Omaggio ad Alessandro Spina a dieci anni dalla morte (con una lettera inedita)

di Massimo Morasso

Dieci anni fa è morto Basili Khouzam alias Alessandro Spina. Malnoto ai più per via della sua ardua inattualità stilistica, e di un’appartatezza che si potrebbe dire quasi anacoretica, oltre che “snob”, con ogni probabilità Spina è il più notevole prosatore in lingua italiana degli ultimi decenni.

Nato a Bengasi nel 1927, libico di stirpe siriana, figlio di un agiatissimo imprenditore tessile dal quale ereditò, per oltre un ventennio, le responsabilità di gestione dell’azienda famigliare in Nord Africa, il ragazzino e poi giovin signore Khouzam aveva vissuto in Italia dal 1940 al 1953, laureandosi in Lettere con una tesi su Alberto Moravia. Dall’Africa, incominciò a farsi conoscere nella nostra società letteraria con il nom de plume di Alessandro Spina.

Fu il racconto Giugno ’40, pubblicato da Anna Banti su “Paragone” nel 1960, ad accendere su di lui i numinosi occhi-riflettori di Vittoria Guerrini alias Cristina Campo, che gli scrisse, d’acchito, con incoraggianti parole d’encomio. Da allora, questi due sommi araldi dell’ospitalità intellettuale sotto pseudonimo furono legati da una lunga e profonda amicizia in prevalenza epistolare, testimoniata dalla pubblicazione del carteggio, ahinoi dal solo “lato” campiano, Lettere a un amico lontano (Scheiwiller 1989).
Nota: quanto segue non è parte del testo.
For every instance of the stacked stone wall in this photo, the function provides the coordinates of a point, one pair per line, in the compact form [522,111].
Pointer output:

In Italia Khouzam è poi tornato in pianta stabile una volta superati i cinquant’anni, in rotta col sistema di potere di Gheddafi & co., per chiudersi in un lussuoso “buen retiro” a Padergnone di Rodengo in Franciacorta, a poche decine di metri di distanza dalla villa del suo miglior amico, il gran musicista Camillo Togni. A due giorni dalla sua scomparsa nell’ospedale di Rovato, l’11 luglio del 2013, Nazione Indiana ha parlato di Alessandro Spina grazie a Flavio Marcolini, autore di “Staccare la Spina”, un informato e appassionato coccodrillo che vale la pena di rileggere ancora oggi, per incominciare a inquadrare la figura umana e la statura storica di «uno dei più incisivi (almeno sub specie aeternitatis) quanto appartati maître à penser dell’Italia contemporanea», come ne ha detto bene Marcolini in quel pezzo.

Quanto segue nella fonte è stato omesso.